To make this concrete, here is a simplified, textbook-style illustration of how a molecular ground state problem can be set up with VQE. This is a standard tutorial example for the hydrogen molecule, not BASF’s code or results:
from qiskit_nature.second_q.drivers import PySCFDriver
from qiskit_nature.second_q.mappers import JordanWignerMapper
from qiskit_nature.second_q.algorithms import GroundStateEigensolver
from qiskit_algorithms import VQE
from qiskit_algorithms.optimizers import SLSQP
from qiskit.primitives import Estimator
from qiskit_nature.second_q.circuit.library import HartreeFock, UCCSD
# Simplified illustration: H2 at equilibrium bond length
driver = PySCFDriver(atom="H 0 0 0; H 0 0 0.735", basis="sto3g")
problem = driver.run()
mapper = JordanWignerMapper()
ansatz = UCCSD(
num_spatial_orbitals=problem.num_spatial_orbitals,
num_particles=problem.num_particles,
mapper=mapper,
initial_state=HartreeFock(
num_spatial_orbitals=problem.num_spatial_orbitals,
num_particles=problem.num_particles,
mapper=mapper,
),
)
vqe = VQE(estimator=Estimator(), ansatz=ansatz, optimizer=SLSQP(maxiter=500))

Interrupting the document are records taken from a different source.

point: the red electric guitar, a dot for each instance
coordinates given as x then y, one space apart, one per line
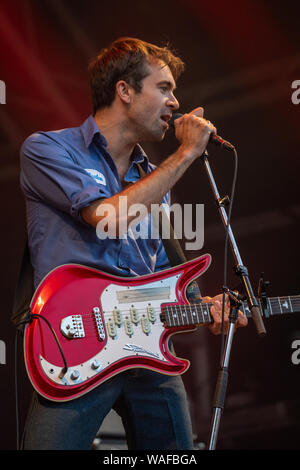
88 326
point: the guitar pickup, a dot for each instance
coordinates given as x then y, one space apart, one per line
72 327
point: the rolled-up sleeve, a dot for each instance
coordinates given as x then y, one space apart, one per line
50 174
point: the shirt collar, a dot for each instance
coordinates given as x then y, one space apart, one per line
90 129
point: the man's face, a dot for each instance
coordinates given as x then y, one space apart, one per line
150 109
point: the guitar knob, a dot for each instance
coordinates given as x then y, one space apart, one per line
75 375
95 364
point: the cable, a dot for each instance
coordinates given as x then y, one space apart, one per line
226 246
29 318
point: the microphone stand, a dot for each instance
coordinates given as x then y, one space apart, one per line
242 272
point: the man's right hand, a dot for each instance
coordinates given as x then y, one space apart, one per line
193 132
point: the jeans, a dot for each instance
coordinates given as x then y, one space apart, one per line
153 408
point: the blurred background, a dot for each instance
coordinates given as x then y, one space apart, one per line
241 60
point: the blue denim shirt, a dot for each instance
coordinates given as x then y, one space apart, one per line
62 172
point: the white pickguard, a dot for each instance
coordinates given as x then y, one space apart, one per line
122 346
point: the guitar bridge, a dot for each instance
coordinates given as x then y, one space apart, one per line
72 327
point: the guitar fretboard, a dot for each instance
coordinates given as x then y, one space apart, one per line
199 314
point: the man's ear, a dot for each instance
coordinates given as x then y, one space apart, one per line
124 91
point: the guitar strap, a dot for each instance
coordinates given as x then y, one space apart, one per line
25 281
173 249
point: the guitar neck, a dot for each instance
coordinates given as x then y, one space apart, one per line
199 314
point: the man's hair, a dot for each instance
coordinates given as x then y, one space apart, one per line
126 59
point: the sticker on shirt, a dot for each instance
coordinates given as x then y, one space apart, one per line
99 177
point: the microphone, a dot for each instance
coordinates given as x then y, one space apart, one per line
213 139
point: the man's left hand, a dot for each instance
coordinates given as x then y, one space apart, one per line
216 313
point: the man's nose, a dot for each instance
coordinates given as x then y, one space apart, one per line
173 103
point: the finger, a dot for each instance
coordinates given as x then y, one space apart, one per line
199 112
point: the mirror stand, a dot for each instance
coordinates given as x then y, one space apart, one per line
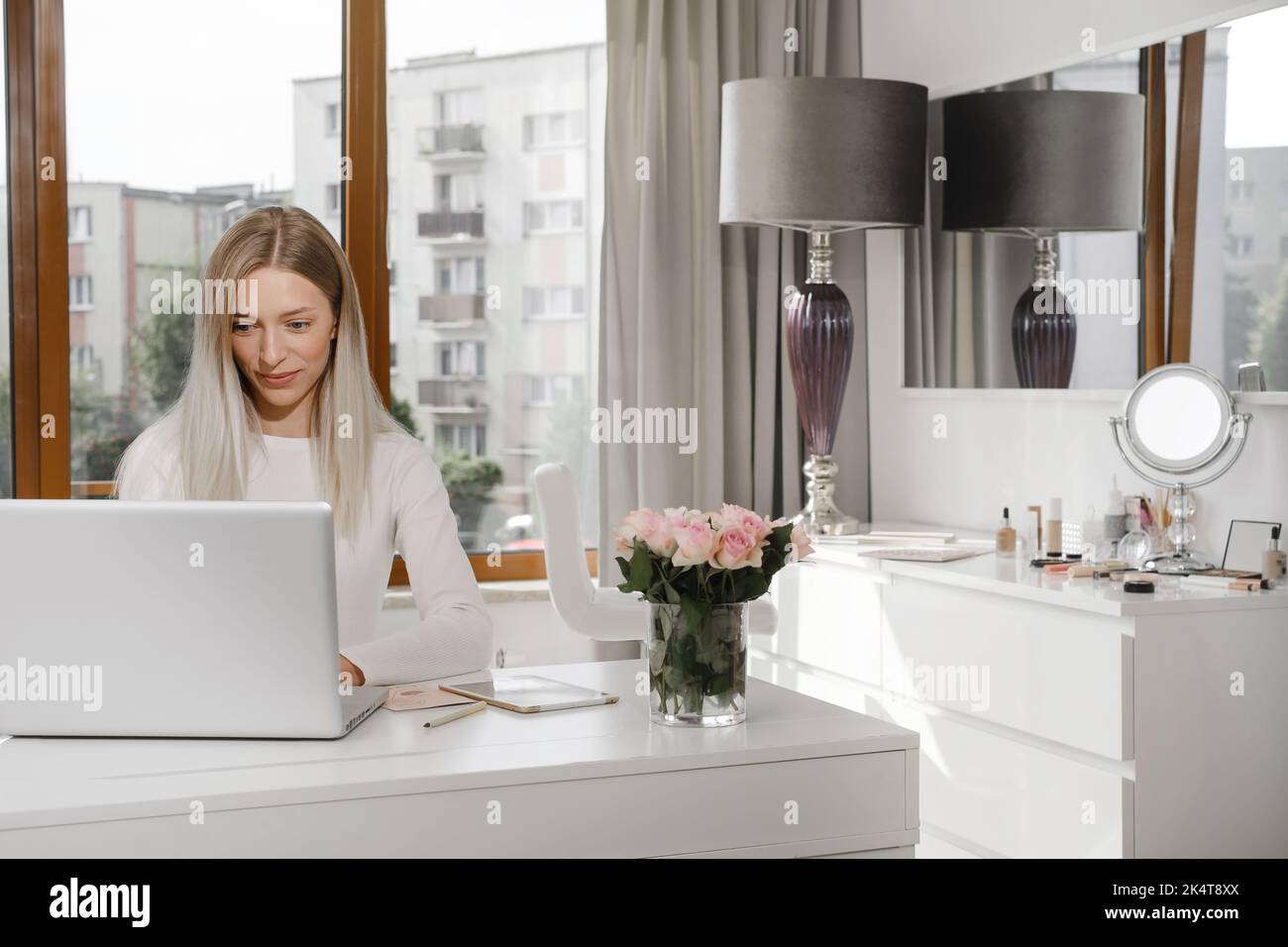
1183 560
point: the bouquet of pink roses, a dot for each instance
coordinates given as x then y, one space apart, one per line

result = GroundStateEigensolver(mapper, vqe).solve(problem)
print(f"Ground state energy: {result.total_energies[0]:.6f} Hartree")
An industrial catalyst is vastly harder than H2, which is exactly why BASF frames its current work as preparation rather than production use.
Where This Stands
No quantum advantage for catalyst simulation has been demonstrated, by BASF or anyone else, and BASF does not claim otherwise. The documented value of the work today is positioning: building quantum chemistry workflows, understanding which subtasks are worth offloading to a quantum processor, and quantifying the gap between current hardware and the roughly 100 high-quality qubits BASF estimates it needs for even small molecules. The company that has done this groundwork will be best placed when the hardware matures.